The outcomes will be longer lasting, and the issues at stake are more important than ever before. Brexit has of course taken centre stage. We are probably voting on what our negotiation tactic should be in Europe, and the kind of deal we think we want.
Reassuringly it means whoever wins the election has an unquestionable mandate to carry out our wishes. However unlike the previous election in 2015, of which there was ample warning, there has not been a thorough consultation process with the business community. There has already been a short hiatus in signing new public sector contracts during purdah (the six weeks before the general election). You see that in the volatility in sterling already which has already affected projects without currency hedging.
As EU negotiations now get under way, firms are clear about the serious risks of failing to secure a deal and falling into World Trade Organisation rules. Although billed as the ‘Brexit General Election’ this election will have implications for the construction and engineering sector which employs over 2.5m and is vital to the UK economy.

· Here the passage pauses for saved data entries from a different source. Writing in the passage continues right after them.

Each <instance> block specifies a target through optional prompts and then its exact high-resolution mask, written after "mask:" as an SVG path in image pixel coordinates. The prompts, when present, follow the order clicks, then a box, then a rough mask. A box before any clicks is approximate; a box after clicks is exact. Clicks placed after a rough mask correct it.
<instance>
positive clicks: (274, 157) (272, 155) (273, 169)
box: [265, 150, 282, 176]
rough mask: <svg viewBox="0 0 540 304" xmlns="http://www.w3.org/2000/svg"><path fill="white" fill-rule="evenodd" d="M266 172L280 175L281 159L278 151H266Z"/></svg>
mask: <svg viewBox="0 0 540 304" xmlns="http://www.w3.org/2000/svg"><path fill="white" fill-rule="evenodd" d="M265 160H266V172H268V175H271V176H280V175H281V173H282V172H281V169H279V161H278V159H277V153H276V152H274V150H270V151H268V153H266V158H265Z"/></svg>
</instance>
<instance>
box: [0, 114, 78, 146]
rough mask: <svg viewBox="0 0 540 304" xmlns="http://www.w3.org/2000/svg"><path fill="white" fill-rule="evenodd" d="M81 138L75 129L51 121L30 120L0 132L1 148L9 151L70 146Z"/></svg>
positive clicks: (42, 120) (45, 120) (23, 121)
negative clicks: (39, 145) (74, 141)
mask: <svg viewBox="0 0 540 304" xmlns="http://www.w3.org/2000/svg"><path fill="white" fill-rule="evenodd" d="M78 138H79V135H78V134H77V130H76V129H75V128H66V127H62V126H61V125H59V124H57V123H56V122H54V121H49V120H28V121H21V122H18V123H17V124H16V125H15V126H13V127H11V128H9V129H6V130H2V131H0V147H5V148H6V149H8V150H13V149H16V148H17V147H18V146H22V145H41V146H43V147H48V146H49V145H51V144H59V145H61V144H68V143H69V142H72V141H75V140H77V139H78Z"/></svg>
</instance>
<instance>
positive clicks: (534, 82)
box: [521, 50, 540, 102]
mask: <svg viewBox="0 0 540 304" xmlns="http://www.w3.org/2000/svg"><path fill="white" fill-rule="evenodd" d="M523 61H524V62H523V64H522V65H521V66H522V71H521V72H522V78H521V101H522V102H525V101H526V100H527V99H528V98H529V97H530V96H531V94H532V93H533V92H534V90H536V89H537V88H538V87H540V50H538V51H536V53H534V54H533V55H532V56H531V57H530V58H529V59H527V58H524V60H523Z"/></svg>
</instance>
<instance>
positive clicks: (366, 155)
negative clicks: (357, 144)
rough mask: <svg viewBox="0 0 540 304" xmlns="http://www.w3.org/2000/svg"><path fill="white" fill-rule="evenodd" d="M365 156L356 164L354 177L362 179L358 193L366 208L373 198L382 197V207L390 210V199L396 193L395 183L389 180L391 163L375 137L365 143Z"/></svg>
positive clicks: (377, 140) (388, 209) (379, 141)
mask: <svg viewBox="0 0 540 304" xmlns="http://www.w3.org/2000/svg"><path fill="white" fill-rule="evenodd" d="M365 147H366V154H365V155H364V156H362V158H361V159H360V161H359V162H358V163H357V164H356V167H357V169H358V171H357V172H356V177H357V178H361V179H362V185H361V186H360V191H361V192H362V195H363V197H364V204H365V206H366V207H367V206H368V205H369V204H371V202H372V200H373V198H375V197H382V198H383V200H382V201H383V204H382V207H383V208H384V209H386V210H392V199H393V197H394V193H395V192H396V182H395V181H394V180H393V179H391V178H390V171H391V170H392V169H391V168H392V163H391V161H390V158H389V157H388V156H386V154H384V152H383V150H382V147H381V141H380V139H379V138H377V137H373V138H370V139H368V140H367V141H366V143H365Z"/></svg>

Major projects such as HS2 and Hinkley Point C are unlikely to be affected as major works start next year, while Thames Tideway work is already under way.
Whatever the outcome of this election, the construction skills gap will remain, as will the impact of Brexit.
To combat the skills-shortage there is a need for a coherent and comprehensive skills and innovation agenda.
There is a need for reasonable level of cross-party consensus that is not interrupted by endless political turmoil.